AI-based Fraud Detection for Power Supply
Power-supply companies lose a lot of money mainly caused by non-technical losses, this is, those produced by customers who illegally intervene electrical meters (aka. Non-Registered Consumption or NRC). Business analysists struggle to detect those kind of behaviors in residential areas with low detection accuracy. In order to address this problem, ensemble learning using different types of machine learning techniques, was used to automatically predict NRC. Results using the AI model outperformed three or four times the human performance.
Improving Army's Integrated Support Systems using AI Technologies
Managing the sustainability systems of the military forces has several complex problems that affect the efficiency of its logistics processes. These include excessive time in the generation of purchase orders, poor reliability of the data recorded in internal systems, high costs due to machine maintenance downtime and/or defense assets, delays in procedures related to acquisitions and tenders, and increased transportation times, among many others. In order to address these difficulties, novel approaches and technologies such as AI and meta-heuristic optimization methods were proposed to solve some problems in logistic areas such as maintenance, transportation, procurement and planning.
Automated Answering for Contact Centers using NLP
Companies worldwide use call centers to interact with customers aiming to provide them with technical support, replies to questions/complaints, sales information, etc. Generally, decisions to satisfy users’ needs are made by human agents who are supported by state-of-the-art information technologies. However, this brings up a significant bottleneck involving productivity issues such as response times, quality of service, times of services, heterogeneity of responses, etc. In order to address these issues, this project aimed to develop an advanced intelligent model and computational prototype of a new approach to natural language text based call routing. AI and NLP techniques ae used to extract, identify and classify customers’ intentions and their ‘speech acts’ from textual information so to be routed to human agents.
Credit Card Fraud Classification
Recently, many people were victims of identity fraud, and credit card fraud continues to be one of the most common complaints by bank customers. Credit card fraud occurs when a third party makes a purchase using credit card information without the express permission of the account holder. Institutions such as banks and retail chains collect vast amounts of data in the course of doing business – historical customer data that can be used to detect fraud patterns to determine future probabilities. In order to address this problem, a combination of Neural Net based prediction methods were use to detect fraud on credit card transactions for a large retail chain, achieving almost 97% of accuracy. Although this predictive analytics does not reveal what type of fraud will happen, it will point to what might happen, so that actions can be taken to avoid and mitigate these events.

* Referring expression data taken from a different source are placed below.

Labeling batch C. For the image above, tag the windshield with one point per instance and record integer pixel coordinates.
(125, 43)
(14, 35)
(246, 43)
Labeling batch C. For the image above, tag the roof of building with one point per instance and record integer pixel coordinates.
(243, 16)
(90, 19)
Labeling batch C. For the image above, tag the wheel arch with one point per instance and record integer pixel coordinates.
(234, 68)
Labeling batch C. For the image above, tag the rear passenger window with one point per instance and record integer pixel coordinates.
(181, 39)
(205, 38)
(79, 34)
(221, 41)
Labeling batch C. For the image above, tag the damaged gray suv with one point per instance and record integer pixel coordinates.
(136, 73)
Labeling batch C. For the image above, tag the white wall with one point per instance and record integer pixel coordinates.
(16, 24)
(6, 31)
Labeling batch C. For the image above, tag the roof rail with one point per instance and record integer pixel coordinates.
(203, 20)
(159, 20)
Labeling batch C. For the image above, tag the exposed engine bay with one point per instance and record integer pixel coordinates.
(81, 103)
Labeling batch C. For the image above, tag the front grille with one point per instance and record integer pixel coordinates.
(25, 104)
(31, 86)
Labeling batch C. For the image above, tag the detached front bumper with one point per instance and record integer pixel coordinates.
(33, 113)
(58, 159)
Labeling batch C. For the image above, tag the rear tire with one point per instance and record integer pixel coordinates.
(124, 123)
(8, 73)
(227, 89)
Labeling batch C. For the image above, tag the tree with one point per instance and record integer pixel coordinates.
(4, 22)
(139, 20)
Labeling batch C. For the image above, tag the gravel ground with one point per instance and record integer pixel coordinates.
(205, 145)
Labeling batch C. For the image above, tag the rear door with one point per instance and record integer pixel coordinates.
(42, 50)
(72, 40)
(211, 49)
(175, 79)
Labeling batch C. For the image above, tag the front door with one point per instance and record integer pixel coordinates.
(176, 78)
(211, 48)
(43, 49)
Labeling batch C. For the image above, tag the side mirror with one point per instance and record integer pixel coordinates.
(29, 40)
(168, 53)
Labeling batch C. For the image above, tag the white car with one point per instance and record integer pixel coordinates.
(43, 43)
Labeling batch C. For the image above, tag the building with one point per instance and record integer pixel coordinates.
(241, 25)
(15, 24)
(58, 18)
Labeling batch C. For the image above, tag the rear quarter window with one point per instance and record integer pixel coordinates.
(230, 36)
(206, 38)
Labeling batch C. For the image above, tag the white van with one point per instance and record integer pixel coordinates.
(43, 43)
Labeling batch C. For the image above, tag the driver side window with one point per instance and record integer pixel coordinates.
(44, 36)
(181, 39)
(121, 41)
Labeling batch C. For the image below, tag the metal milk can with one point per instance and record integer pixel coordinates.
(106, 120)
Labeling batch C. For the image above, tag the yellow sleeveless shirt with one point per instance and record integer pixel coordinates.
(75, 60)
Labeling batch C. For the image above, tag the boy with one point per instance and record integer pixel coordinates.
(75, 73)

Intelligent Optimization to Reduce Waiting Times in Hospitals
One of the key issues with public health systems is the extremely long waiting times in state hospitals both for outpatient and inpatient health care, hence novel procedures, methodologies and approaches are required to reduce critical times. In order to provide automated support for decision makers in hospitals and to reduce human intervention in outpatient care, intelligent optimization technology and machine learning techniques were proposed so as to make hospital management and resource allocation more efficient, reducing waiting times on primary health care.
Tourism Data Observatory
There is a lot of uncertainty in the tourism industry that directly affects business decisions, public policies, and competitiveness. In order to contribute to improving the competitiveness of the tourism industry, a tourism intelligence observatory was designed and implemented based on large amounts of data analytics technology, which allows characterizing the consumption behavior of the international market and promoting prospective planning. Analytics dashboards were built so as to provide insights on consumer profiles, travel satisfaction, purchasing behavior, projection of visits, markets of interest, etc.
Intelligent Media Exploration & Analysis for Intelligence Tasks
There are multiple sources of information that can account for the behavior and preferences of users about certain events of national interest, both from formal media (e.g., documents, institutional information records, geo-location information) and informal (e.g., social networks, electronic forums, newspapers). All together becomes a very relevant strategic information that can be used for decision making, exploring and predicting future behavior or detecting certain patterns in events. To address these issues, various AI prototypes were developed to support intelligence analysis tasks. This made it possible to answer several questions related to user preferences in social networks, major influence hubs, tracking conversation topics, etc.